Production Clusters
This guide explains things to consider to create a production quality Talos Linux cluster for bare metal. Check out the Reference Architecture documentation for architectural diagrams and guidance on creating production-grade clusters in other environments.
This guide assumes that you’ve already created a development cluster and are familiar with the Getting Started documentation. If not, please refer to the Getting Started guide for more information.
When moving from a learning environment to a production-ready Talos Linux cluster, you have to consider several critical factors:
- High availability for your control plane nodes.
- Secure configuration management.
- Reliability for continuous service and minimal downtime.
- Authentication for access control.
Follow the steps below to build a production-grade Talos cluster that is highly available, reliable, and secure.

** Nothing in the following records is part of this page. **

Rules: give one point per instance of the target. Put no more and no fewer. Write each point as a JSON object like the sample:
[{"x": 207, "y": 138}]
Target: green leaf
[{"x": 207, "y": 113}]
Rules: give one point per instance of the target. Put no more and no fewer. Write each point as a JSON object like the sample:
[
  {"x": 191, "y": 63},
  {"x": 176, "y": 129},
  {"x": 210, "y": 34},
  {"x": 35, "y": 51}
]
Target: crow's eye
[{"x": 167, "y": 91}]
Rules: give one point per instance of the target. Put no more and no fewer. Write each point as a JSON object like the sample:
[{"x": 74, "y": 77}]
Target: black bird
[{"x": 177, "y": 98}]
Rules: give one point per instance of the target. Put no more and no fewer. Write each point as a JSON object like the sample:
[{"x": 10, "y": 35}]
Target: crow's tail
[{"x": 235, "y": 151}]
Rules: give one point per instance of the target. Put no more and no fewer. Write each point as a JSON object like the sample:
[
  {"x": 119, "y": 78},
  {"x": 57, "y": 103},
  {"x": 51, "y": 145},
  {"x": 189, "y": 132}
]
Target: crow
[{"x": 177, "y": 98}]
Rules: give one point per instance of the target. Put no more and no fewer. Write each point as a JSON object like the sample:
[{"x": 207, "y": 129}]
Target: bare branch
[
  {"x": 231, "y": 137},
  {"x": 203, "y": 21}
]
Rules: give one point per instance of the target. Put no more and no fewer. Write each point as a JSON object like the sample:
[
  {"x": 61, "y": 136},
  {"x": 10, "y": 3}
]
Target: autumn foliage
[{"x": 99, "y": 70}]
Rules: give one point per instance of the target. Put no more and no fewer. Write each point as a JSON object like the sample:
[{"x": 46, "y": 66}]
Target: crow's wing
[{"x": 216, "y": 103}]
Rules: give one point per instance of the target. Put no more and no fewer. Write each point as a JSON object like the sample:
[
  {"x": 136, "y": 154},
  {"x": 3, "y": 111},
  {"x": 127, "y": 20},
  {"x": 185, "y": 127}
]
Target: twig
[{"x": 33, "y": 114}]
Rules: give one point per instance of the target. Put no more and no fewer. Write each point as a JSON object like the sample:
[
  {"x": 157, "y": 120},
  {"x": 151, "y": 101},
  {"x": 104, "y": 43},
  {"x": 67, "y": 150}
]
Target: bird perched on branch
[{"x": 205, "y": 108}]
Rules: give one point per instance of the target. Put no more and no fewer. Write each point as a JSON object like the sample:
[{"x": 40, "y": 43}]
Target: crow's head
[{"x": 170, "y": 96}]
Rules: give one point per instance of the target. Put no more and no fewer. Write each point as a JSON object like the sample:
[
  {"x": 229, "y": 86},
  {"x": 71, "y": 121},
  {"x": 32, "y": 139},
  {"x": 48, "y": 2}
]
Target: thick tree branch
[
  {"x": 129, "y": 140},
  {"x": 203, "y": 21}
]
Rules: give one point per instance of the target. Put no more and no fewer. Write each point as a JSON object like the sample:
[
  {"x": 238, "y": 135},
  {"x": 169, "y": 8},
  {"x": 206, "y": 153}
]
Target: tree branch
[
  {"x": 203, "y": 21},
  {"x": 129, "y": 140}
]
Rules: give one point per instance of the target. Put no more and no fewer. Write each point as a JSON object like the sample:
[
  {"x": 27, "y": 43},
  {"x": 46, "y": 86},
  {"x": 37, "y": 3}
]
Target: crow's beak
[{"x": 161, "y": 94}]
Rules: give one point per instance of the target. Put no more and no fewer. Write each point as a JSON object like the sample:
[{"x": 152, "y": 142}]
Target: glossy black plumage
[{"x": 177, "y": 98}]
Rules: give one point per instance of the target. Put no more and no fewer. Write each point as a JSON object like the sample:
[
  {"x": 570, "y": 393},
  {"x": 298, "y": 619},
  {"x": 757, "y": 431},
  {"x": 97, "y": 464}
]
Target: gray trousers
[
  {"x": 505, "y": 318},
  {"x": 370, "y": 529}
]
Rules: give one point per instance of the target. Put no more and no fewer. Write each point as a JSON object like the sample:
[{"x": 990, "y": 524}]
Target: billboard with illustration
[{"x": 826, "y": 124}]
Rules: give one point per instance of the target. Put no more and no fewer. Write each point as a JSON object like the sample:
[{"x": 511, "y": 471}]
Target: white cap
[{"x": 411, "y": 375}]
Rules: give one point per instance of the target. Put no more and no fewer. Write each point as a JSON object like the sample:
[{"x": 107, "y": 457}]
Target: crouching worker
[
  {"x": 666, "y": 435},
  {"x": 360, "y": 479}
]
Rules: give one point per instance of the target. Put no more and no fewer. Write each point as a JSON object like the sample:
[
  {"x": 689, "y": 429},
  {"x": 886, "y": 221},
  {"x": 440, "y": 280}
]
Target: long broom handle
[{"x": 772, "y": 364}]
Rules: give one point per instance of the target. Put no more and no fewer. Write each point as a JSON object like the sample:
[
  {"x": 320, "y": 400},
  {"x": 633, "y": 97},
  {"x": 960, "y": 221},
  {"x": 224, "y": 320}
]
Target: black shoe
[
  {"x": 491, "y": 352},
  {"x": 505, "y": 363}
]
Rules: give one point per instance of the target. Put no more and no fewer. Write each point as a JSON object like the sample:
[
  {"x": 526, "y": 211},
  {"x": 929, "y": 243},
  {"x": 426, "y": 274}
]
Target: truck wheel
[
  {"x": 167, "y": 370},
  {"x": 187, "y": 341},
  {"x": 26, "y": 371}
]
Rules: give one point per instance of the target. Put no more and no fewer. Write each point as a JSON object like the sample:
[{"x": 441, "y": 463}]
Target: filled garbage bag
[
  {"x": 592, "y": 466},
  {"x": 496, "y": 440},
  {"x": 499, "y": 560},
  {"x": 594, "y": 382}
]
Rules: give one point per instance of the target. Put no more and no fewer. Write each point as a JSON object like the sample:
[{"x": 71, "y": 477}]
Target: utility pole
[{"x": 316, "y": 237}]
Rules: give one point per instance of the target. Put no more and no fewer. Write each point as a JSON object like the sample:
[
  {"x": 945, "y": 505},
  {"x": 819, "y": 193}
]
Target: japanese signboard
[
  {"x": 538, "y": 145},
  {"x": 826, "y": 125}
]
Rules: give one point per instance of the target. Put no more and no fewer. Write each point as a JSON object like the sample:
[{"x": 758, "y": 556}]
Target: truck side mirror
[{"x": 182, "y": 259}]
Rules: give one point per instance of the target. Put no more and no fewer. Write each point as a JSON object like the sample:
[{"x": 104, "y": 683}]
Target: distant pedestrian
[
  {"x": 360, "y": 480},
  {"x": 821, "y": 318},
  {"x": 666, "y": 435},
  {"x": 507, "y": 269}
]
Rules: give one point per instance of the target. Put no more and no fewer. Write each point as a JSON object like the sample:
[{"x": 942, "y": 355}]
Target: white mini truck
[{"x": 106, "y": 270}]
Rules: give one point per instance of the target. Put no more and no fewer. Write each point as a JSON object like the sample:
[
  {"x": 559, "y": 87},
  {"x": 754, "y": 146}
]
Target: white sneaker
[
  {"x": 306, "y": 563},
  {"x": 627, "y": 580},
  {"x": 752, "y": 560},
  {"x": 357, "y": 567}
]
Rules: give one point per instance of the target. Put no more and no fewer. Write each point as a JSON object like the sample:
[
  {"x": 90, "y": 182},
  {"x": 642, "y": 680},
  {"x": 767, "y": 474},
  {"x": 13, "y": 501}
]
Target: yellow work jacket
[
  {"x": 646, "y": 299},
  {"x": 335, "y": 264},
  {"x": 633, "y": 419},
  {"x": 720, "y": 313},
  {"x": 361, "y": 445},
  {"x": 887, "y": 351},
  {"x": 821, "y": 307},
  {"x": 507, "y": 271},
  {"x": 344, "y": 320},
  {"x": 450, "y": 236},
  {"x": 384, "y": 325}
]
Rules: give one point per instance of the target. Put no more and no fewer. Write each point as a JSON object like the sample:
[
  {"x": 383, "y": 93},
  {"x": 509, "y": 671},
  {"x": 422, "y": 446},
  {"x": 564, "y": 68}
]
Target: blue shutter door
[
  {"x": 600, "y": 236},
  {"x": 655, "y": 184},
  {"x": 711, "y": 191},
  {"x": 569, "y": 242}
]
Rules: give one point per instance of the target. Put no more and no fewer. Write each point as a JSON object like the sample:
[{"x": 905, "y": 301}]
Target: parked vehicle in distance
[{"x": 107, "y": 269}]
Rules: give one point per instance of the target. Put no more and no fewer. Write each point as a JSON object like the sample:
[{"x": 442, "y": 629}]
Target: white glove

Note: Check out Omni for managing large-scale Talos Linux clusters automatically.
Step 1: Prepare Your Infrastructure
To create your production cluster infrastructure :
- Boot your machines using the Talos ISO image
- Ensure network access on your nodes.
Here is how to do each step:
Boot Your Machines Using the Talos ISO Image
Follow these steps to boot your machines using the Talos ISO image:
Download the latest ISO for your infrastructure depending on the hardware type from the Talos Image factory.

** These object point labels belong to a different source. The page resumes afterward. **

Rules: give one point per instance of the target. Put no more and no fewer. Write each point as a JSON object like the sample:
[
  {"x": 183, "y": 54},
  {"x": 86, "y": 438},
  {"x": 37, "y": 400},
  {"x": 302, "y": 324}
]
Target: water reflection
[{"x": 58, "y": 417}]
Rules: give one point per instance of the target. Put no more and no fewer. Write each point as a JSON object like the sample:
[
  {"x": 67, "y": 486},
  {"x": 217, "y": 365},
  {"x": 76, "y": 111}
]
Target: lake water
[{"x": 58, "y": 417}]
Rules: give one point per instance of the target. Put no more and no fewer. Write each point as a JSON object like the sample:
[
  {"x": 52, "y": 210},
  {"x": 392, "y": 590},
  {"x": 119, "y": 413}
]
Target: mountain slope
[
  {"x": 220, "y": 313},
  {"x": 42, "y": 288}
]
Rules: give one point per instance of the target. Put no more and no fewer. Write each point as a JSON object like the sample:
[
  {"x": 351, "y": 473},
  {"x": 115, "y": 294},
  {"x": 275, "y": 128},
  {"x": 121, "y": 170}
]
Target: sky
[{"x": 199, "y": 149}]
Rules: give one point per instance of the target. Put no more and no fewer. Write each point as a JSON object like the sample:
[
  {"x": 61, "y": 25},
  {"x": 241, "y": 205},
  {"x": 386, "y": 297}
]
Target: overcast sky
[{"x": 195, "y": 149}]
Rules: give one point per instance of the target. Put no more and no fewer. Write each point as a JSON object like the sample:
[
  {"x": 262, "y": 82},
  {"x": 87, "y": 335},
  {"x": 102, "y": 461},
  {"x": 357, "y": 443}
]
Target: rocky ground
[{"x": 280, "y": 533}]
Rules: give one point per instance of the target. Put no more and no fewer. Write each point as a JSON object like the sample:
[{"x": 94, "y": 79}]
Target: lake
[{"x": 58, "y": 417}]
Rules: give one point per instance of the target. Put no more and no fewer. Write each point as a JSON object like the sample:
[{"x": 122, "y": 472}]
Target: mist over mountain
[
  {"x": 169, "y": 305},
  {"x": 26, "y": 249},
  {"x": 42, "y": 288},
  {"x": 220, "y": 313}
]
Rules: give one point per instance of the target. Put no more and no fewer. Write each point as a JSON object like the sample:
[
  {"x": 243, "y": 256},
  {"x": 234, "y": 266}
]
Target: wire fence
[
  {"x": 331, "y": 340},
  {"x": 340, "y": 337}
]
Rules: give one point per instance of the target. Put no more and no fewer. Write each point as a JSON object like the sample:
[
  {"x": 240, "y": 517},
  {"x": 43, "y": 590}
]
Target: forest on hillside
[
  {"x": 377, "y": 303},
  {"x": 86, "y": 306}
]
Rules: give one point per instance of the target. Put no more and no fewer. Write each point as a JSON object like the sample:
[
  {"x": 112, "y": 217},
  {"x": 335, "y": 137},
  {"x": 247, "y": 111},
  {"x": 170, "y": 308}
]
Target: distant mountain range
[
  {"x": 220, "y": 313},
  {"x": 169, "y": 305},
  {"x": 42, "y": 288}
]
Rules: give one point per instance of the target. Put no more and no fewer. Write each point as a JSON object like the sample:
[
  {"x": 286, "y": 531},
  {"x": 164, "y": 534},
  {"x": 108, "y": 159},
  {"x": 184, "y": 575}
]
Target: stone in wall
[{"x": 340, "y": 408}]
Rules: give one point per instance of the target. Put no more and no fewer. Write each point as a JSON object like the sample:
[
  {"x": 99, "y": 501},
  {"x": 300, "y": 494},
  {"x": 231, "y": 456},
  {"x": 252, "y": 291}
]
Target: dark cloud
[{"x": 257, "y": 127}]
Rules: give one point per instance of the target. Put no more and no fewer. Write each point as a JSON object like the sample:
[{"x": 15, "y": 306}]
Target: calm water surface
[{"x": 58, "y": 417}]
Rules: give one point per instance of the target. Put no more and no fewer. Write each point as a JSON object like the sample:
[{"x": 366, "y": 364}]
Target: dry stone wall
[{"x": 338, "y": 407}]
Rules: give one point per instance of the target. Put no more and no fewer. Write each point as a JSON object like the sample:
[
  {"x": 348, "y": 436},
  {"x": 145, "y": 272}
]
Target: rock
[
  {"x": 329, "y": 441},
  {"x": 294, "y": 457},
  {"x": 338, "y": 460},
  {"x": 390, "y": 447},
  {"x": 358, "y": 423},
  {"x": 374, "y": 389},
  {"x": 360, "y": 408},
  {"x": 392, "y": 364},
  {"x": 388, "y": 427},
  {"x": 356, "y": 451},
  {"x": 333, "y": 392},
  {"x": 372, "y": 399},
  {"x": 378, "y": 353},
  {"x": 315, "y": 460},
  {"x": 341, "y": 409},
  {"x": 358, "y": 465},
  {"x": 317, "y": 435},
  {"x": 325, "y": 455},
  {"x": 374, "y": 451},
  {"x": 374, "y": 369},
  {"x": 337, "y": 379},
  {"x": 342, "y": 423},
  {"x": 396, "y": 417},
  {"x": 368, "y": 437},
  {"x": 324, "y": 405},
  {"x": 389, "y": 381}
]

Note: For network booting and self-built media using published kernel there are a number of required kernel parameters. Please see the kernel docs getting-started for more information.

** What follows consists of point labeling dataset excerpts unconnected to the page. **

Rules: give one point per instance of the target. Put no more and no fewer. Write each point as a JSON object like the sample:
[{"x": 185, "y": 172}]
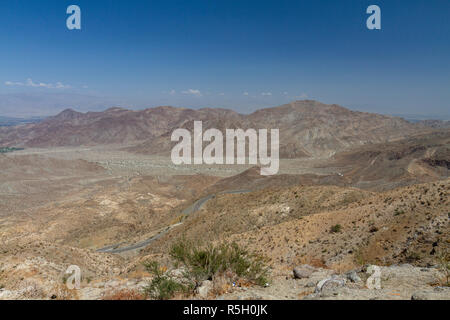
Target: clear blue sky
[{"x": 223, "y": 53}]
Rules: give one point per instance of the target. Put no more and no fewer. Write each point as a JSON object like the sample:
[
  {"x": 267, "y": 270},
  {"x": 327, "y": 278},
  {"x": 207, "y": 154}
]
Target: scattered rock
[
  {"x": 438, "y": 293},
  {"x": 353, "y": 276},
  {"x": 303, "y": 271},
  {"x": 330, "y": 284}
]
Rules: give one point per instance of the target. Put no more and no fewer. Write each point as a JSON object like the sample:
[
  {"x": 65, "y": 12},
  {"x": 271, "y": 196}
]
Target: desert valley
[{"x": 99, "y": 190}]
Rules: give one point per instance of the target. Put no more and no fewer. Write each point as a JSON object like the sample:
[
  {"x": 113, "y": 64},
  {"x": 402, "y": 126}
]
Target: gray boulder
[{"x": 303, "y": 271}]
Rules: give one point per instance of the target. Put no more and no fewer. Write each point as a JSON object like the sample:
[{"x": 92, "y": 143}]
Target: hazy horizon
[{"x": 226, "y": 54}]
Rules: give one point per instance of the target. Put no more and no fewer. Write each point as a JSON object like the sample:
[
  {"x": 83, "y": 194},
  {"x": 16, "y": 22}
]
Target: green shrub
[
  {"x": 162, "y": 287},
  {"x": 203, "y": 262}
]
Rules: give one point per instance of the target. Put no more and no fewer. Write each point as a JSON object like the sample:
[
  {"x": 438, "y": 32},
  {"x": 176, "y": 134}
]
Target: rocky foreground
[{"x": 397, "y": 282}]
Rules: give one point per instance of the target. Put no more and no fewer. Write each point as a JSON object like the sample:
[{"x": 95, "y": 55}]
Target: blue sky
[{"x": 242, "y": 55}]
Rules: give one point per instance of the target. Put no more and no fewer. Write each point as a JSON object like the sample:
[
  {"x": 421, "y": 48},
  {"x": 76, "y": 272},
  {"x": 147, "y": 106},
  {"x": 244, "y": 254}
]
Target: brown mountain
[{"x": 307, "y": 128}]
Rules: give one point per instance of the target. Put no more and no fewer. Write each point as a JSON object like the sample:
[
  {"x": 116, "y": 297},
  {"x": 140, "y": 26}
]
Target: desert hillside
[{"x": 307, "y": 128}]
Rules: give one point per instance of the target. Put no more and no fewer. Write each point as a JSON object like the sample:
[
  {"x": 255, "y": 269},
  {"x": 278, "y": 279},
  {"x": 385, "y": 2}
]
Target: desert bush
[
  {"x": 203, "y": 262},
  {"x": 162, "y": 287}
]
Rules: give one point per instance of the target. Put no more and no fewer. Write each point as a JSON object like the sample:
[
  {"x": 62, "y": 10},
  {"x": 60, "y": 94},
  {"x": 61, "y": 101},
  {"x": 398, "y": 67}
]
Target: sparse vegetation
[
  {"x": 125, "y": 294},
  {"x": 162, "y": 287},
  {"x": 204, "y": 263}
]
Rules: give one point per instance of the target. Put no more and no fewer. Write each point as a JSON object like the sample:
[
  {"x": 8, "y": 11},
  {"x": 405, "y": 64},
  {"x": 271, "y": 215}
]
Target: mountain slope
[{"x": 307, "y": 128}]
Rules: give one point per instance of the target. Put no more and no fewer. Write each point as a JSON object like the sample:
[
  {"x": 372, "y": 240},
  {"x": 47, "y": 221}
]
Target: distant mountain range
[
  {"x": 307, "y": 128},
  {"x": 8, "y": 121}
]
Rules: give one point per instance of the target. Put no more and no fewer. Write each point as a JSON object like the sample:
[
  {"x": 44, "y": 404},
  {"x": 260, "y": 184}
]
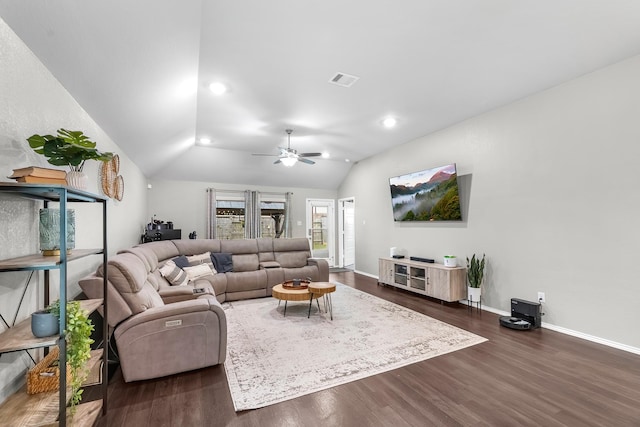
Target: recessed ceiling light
[
  {"x": 389, "y": 122},
  {"x": 217, "y": 88}
]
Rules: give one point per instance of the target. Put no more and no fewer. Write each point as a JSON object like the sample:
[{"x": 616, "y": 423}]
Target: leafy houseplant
[
  {"x": 67, "y": 148},
  {"x": 475, "y": 273},
  {"x": 78, "y": 338}
]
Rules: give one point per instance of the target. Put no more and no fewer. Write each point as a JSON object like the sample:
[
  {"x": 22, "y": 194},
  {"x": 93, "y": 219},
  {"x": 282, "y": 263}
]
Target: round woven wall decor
[{"x": 112, "y": 183}]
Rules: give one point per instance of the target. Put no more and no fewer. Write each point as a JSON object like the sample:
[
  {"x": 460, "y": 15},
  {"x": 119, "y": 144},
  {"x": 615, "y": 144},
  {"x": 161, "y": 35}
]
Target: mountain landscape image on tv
[{"x": 428, "y": 195}]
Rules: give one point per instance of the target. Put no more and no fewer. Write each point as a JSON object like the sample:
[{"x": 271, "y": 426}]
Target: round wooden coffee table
[
  {"x": 288, "y": 294},
  {"x": 324, "y": 289}
]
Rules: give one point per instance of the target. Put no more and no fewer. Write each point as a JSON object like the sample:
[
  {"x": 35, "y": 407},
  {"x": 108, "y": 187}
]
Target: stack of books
[{"x": 38, "y": 175}]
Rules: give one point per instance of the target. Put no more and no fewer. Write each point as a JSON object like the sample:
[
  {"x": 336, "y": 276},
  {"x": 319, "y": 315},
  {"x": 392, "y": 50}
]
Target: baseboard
[{"x": 571, "y": 332}]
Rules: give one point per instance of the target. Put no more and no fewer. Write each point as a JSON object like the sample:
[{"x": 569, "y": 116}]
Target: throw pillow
[
  {"x": 222, "y": 262},
  {"x": 181, "y": 261},
  {"x": 174, "y": 274},
  {"x": 198, "y": 271},
  {"x": 204, "y": 258}
]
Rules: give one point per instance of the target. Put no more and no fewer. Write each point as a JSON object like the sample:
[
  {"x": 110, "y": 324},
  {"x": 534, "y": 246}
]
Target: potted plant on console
[
  {"x": 69, "y": 148},
  {"x": 78, "y": 338},
  {"x": 475, "y": 274}
]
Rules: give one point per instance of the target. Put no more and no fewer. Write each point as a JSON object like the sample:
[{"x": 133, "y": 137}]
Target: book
[
  {"x": 38, "y": 171},
  {"x": 40, "y": 180}
]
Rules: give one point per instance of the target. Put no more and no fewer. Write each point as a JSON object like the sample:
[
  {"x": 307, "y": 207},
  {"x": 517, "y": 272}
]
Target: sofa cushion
[
  {"x": 204, "y": 258},
  {"x": 197, "y": 246},
  {"x": 198, "y": 271},
  {"x": 181, "y": 261},
  {"x": 291, "y": 253},
  {"x": 223, "y": 262},
  {"x": 174, "y": 274}
]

Boot three control planes using the ISO image you just downloaded.
Boot additional machines as worker nodes.
Ensure Network Access
If your nodes are behind a firewall, in a private network, or otherwise not directly reachable, you would need to configure a load balancer to forward TCP port 50000 to reach the nodes for Talos API access.
Note: Because the Talos Linux API uses gRPC and mutual TLS, it cannot be proxied by a HTTP/S proxy, but only by a TCP load balancer.
With your control plane and worker nodes booted, next configure your Kubernetes endpoint.
Step 2: Store Your IP Addresses in a Variable
To store variables for your machines’ IP addresses:
Copy the IP address displayed on each machine console, including the control plane and any worker nodes you’ve created.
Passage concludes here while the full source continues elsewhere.